Mikaili Charlemagne

Personal information
- Nickname: Kalie
- Born: 1 April 2003 (age 23) Saint Lucia

Sport
- Sport: Swimming
- Strokes: Freestyle
- College team: Springfield College

= Mikaili Charlemagne =

Saint Lucian swimmer (born 2003)

Mikaili Charlemagne (born 1 April 2003) is a Saint Lucian swimmer. Mikaili was brought up in a mostly female house whole with her mother Constance Rene and Grandmother, Theresa Rene. She has always been close to her father Gabriel Charlemagne. As a child Charlemagne was into various sports but swimming caught her eye.Charlemagne represented her country at the 2020 Tokyo Olympic Games in the women's 50 metre freestyle event. She competed in the women's 100 metre freestyle event at the 2017 World Aquatics Championships. In 2019, she represented Saint Lucia at the 2019 World Aquatics Championships held in Gwangju, South Korea. She competed in the women's 50 metre butterfly and women's 100 metre freestyle events.

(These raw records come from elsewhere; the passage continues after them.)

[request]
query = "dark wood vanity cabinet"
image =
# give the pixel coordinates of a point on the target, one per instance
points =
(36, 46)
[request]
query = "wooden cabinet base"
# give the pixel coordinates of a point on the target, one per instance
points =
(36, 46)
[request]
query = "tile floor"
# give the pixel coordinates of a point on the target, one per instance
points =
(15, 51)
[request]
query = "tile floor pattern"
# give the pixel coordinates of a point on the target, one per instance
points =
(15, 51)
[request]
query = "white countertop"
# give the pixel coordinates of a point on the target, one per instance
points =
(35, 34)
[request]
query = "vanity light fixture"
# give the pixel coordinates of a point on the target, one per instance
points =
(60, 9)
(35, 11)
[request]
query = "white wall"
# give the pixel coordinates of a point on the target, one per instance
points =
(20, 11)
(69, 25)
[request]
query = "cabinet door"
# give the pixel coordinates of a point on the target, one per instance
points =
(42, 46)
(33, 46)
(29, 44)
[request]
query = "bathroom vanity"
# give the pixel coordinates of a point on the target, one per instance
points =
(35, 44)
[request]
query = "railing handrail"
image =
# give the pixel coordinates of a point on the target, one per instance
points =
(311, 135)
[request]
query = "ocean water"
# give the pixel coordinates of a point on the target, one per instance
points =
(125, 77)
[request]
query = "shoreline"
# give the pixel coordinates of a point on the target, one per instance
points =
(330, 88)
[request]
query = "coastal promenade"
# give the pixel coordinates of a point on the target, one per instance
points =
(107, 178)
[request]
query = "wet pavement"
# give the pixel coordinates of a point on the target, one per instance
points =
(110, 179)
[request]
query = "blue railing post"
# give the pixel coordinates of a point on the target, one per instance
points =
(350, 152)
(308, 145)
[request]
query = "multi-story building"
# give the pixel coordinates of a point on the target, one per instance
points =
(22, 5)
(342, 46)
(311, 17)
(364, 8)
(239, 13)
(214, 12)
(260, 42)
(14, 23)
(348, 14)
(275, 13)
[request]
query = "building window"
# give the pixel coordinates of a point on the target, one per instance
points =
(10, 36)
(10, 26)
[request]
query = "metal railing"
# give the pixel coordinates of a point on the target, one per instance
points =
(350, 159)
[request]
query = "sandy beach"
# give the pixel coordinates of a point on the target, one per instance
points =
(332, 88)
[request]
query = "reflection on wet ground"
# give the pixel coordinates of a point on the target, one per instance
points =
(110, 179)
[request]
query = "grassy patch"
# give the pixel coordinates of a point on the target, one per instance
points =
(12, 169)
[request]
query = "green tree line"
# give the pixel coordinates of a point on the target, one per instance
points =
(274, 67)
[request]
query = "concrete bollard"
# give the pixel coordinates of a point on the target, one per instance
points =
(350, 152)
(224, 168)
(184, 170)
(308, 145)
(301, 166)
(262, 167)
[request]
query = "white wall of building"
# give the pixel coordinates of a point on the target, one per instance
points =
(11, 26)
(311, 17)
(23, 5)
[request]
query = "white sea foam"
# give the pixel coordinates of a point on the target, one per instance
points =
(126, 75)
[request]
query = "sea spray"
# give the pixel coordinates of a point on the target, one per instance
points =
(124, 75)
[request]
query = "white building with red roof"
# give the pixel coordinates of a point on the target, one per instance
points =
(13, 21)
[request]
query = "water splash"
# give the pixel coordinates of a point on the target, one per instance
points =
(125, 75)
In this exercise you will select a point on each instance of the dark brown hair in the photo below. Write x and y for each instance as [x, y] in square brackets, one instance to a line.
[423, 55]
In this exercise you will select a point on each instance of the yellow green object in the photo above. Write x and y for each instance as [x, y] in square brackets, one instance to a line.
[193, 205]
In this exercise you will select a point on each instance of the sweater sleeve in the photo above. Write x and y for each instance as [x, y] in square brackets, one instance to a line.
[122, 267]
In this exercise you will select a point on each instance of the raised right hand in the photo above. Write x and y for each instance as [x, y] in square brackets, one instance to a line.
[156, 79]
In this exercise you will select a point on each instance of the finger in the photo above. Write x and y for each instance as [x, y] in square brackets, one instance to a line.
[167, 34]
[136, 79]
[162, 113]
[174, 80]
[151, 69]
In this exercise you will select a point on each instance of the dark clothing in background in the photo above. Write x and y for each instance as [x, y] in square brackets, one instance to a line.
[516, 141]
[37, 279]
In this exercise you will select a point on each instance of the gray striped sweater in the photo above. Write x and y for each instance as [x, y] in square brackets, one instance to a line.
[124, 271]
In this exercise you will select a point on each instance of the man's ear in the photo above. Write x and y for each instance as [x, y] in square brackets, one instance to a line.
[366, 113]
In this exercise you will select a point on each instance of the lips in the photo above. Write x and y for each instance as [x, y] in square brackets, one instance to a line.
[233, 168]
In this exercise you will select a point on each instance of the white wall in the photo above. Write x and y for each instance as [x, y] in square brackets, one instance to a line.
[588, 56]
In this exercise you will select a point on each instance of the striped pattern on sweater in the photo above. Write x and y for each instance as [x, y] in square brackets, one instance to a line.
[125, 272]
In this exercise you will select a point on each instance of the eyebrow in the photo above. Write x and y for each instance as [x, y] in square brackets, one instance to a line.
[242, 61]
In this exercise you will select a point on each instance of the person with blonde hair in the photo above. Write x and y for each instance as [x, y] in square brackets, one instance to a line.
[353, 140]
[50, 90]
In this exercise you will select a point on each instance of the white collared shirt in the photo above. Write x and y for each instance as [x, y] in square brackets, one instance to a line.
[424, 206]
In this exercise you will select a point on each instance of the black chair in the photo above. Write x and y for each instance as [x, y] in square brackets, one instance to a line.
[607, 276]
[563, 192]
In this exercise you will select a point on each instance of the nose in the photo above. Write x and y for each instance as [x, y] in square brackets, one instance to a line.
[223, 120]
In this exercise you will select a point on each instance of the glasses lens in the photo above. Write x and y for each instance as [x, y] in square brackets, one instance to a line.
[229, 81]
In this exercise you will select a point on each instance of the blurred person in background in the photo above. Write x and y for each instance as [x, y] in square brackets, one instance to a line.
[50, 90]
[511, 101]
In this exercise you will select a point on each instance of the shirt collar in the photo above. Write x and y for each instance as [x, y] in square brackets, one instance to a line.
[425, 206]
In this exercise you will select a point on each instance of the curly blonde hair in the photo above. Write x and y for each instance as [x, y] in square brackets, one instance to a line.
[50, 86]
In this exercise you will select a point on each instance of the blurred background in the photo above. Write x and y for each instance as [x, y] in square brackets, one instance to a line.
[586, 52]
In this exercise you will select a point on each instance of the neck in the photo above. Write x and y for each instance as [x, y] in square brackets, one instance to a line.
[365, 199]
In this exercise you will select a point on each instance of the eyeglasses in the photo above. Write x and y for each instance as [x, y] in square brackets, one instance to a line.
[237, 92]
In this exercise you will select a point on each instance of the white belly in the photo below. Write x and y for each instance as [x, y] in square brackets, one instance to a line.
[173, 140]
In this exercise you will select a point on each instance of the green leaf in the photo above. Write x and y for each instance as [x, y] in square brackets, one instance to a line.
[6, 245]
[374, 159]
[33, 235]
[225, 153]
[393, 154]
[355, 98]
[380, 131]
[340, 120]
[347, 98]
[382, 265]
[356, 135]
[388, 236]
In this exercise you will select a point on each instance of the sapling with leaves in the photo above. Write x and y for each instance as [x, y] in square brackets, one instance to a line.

In Tokyo, Charlemagne finished with a time of 26.99, setting a new national record. Mikaili Charlemagne competed in the Commonwealth Games in 2022, in the women’s 50 meter freestyle and the women’s 50 meter butterfly setting two new national records. She bettered the 26.99 with a 26.75 in the women’s 100 meter freestyle and stopped the clock at 28.48 in the women’s 50 meter butterfly. Mikaili Charlemagne is a graduate student at Yale University.